Пришествие дьявола. Глава 7
На праздник св. Пафнутия с раннего утра лил дождь. К полудню непогода угомонилась. До притихшего города донеслись хоральные песнопения из костела Непорочного зачатия, это означало, что Утренняя месса слишком затянулась. Много мужских ушей прислушивались с разных концов, не закончилась ли служба, и не спешат ли хозяйки готовить праздничный обед, но до их слуха все доносились мелодии органа.

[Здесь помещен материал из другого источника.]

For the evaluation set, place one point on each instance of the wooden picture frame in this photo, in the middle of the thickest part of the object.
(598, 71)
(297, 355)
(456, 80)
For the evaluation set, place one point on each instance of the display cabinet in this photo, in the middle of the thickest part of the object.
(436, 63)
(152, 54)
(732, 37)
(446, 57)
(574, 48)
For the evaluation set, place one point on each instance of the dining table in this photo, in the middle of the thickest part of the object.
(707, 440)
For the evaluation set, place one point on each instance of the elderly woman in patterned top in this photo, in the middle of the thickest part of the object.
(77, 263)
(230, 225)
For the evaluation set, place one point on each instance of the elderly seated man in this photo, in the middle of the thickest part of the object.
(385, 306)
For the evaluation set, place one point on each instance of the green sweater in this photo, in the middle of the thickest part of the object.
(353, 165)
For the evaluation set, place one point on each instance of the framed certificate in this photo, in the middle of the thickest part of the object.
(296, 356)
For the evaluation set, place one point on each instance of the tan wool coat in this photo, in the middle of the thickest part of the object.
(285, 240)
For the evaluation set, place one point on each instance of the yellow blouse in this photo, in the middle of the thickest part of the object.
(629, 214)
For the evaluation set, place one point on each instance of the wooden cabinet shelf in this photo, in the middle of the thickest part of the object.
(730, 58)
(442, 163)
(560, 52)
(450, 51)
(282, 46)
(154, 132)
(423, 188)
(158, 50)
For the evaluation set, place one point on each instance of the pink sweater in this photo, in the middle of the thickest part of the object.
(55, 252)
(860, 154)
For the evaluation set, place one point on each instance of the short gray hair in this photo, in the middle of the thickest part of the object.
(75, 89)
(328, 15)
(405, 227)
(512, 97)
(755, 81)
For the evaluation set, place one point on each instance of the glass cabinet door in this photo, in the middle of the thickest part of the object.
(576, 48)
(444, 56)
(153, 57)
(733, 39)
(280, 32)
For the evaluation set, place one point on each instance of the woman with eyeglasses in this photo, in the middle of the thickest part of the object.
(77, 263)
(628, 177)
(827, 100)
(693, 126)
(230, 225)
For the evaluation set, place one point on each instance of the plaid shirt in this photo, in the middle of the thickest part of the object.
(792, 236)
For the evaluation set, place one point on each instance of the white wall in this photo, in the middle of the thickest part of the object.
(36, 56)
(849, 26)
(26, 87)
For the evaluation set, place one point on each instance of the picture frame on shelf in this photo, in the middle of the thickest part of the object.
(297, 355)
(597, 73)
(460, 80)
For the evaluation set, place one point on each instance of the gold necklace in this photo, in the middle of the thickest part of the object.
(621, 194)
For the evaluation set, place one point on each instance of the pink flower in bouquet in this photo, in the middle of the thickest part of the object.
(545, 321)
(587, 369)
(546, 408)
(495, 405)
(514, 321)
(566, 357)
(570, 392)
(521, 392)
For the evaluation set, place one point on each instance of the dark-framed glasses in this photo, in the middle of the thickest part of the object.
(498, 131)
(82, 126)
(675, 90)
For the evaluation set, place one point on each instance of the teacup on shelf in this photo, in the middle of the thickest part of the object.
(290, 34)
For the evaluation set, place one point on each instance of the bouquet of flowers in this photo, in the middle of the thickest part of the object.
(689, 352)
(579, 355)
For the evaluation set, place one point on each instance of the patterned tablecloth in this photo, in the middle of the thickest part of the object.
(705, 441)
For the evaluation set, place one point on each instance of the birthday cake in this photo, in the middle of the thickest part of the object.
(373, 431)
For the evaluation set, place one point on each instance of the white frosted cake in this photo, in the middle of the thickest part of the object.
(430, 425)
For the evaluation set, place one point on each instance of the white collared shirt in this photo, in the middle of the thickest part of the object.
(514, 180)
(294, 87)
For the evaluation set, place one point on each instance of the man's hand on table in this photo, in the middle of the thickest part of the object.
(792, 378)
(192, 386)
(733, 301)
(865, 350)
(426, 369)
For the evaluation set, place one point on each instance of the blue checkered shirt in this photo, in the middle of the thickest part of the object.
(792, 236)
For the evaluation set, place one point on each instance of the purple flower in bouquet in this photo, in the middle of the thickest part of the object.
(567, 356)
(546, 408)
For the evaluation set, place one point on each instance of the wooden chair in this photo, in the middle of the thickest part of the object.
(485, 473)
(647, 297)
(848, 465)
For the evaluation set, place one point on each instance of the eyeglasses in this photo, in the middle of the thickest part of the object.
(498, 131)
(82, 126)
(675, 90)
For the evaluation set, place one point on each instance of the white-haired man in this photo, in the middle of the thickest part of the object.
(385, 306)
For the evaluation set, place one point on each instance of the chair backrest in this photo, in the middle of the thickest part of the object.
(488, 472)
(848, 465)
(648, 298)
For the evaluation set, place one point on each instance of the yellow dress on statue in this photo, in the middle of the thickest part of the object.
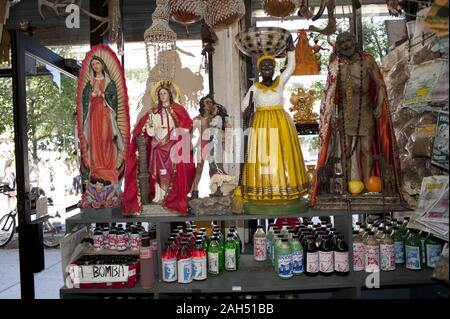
(274, 170)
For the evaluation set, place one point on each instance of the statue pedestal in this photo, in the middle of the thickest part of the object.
(363, 202)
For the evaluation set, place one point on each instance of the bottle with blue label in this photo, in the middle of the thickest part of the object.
(413, 250)
(399, 245)
(297, 256)
(184, 264)
(433, 251)
(284, 259)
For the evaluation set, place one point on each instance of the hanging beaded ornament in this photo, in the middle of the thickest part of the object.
(280, 8)
(223, 13)
(186, 12)
(160, 44)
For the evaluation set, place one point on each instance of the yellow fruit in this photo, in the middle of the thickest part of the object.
(355, 186)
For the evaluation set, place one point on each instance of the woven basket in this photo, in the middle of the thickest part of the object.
(257, 41)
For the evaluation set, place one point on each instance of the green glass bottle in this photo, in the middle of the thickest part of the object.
(230, 253)
(214, 257)
(413, 250)
(433, 251)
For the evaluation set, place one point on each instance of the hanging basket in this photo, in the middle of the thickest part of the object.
(280, 8)
(186, 12)
(223, 13)
(257, 41)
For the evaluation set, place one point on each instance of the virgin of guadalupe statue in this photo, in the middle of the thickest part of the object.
(279, 176)
(166, 131)
(102, 122)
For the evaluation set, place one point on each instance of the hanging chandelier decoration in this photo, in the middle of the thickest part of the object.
(223, 13)
(280, 8)
(160, 44)
(186, 12)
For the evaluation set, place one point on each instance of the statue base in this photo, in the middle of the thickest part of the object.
(363, 202)
(101, 212)
(276, 209)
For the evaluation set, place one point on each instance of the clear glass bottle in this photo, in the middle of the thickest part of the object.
(259, 244)
(387, 252)
(341, 258)
(284, 260)
(372, 253)
(433, 251)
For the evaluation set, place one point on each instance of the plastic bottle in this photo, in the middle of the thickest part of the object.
(387, 252)
(297, 256)
(199, 265)
(230, 253)
(147, 271)
(259, 244)
(214, 256)
(372, 254)
(326, 263)
(284, 260)
(433, 251)
(341, 258)
(399, 244)
(312, 257)
(169, 263)
(413, 251)
(358, 251)
(184, 264)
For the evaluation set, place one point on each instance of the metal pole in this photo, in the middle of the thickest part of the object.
(22, 170)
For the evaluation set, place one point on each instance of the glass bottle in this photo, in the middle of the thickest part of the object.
(372, 254)
(341, 258)
(147, 272)
(259, 244)
(413, 250)
(230, 253)
(387, 252)
(326, 264)
(184, 263)
(284, 257)
(214, 256)
(433, 251)
(399, 244)
(297, 256)
(358, 251)
(169, 263)
(312, 257)
(199, 267)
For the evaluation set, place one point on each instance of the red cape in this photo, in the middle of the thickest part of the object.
(181, 182)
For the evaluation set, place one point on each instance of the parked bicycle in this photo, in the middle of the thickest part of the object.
(52, 228)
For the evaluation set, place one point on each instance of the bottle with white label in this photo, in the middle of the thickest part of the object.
(341, 261)
(358, 251)
(284, 260)
(184, 264)
(433, 251)
(169, 263)
(326, 262)
(259, 245)
(297, 256)
(372, 253)
(214, 256)
(199, 265)
(387, 252)
(312, 257)
(413, 250)
(230, 253)
(399, 244)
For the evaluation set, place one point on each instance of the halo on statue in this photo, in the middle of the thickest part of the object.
(174, 88)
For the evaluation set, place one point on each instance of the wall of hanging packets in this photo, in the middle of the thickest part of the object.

Много детей привели их набожные родители для принятия святых таинств крещения и первого причастия. Голос священника звучал по-особенному торжественно. Но та тревога, что появилась в последнее время во взглядах людей, ее нельзя было скрыть – она проявлялась во всем. Самой неожиданной новостью стала новость о ночном набеге на дом священника кучки наиболее яростных искателей правды. Но кому была нужна такая правда, когда дочка Иоахима так и не нашлась, и не было никаких доказательств о причастности священника.
После того ночного факельного шествия и погрома, который был устроен в доме отца Марка, некоторые люди остерегались ходить в храм, подозревая священника в связях с беспутными женщинами. К таким относили и Марту. Ведь она прожила тогда у священника несколько дней, боясь возвращаться к ревнивому мужу, который всегда клялся в любви, но успевал и распускать руки. В тот период и священник отменил службу и не показывался на людях. Весь город только это и обсуждал, но соседка, фру Эмилия божилась, что между священником и Мартой никаких любовных отношений не было.
-Наверное, Ларс побил их, застал вместе и побил..., - догадывались мно-гие, обращаясь в который раз к другим участникам набега на дом Отца Марка, но те молчали как рыбы.
-Бить таких надо, чтоб никому не повадно было, - отвечали одни.
-Но почему она после того, как ее там увидели - осталась жить у священника, а не пошла к родственникам? - так спрашивали другие, кто пытался в чем-то разобраться.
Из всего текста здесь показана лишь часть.